Do you have any evidence at all that these loss based mechanisma actually are the way that disese resistance etc. come about. Your entire argument seems to be based around this one point. What is the loss of information basis of multidrug export channels or the existance of a beta-lactamase enzyme variant with increased affinity to cephalosporins?
Antimicrob Agents Chemother. 1985 Aug;28(2):302-7.
Evolution of plasmid-coded resistance to broad-spectrum cephalosporins.
Kliebe C, Nies BA, Meyer JF, Tolxdorff-Neutzling RM, Wiedemann B.

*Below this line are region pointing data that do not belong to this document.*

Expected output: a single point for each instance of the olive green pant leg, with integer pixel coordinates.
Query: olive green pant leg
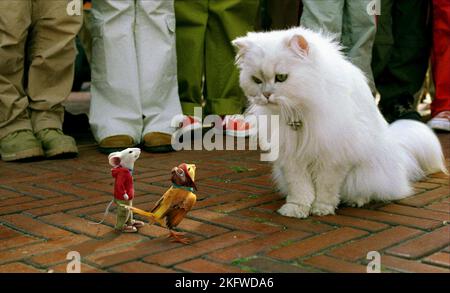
(283, 14)
(384, 40)
(324, 15)
(15, 20)
(52, 54)
(123, 216)
(191, 20)
(358, 36)
(407, 60)
(228, 19)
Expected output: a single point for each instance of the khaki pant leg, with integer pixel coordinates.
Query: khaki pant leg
(358, 36)
(15, 19)
(52, 54)
(323, 15)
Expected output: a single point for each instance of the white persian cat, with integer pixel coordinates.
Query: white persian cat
(334, 144)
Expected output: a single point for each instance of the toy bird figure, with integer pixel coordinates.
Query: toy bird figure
(178, 200)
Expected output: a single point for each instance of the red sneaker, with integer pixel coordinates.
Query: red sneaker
(237, 125)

A clinical isolate of Klebsiella ozaenae with transferable resistance to broad-spectrum cephalosporins produces a beta-lactamase determined by plasmid pBP60. The beta-lactamase had the same isoelectric point as SHV-1 (7.6). From heteroduplex analysis, an extensive homology between the two bla genes could be deduced; therefore, the new beta-lactamase was designated SHV-2. Enzymatic studies revealed that SHV-2 was able to hydrolyze broad-spectrum cephalosporins due to an increased affinity of these compounds for the enzyme. The assumption that SHV-2 is a natural mutant of SHV-1 was strongly supported by the isolation of a laboratory mutant of SHV-1 that showed activities similar to those of SHV-2.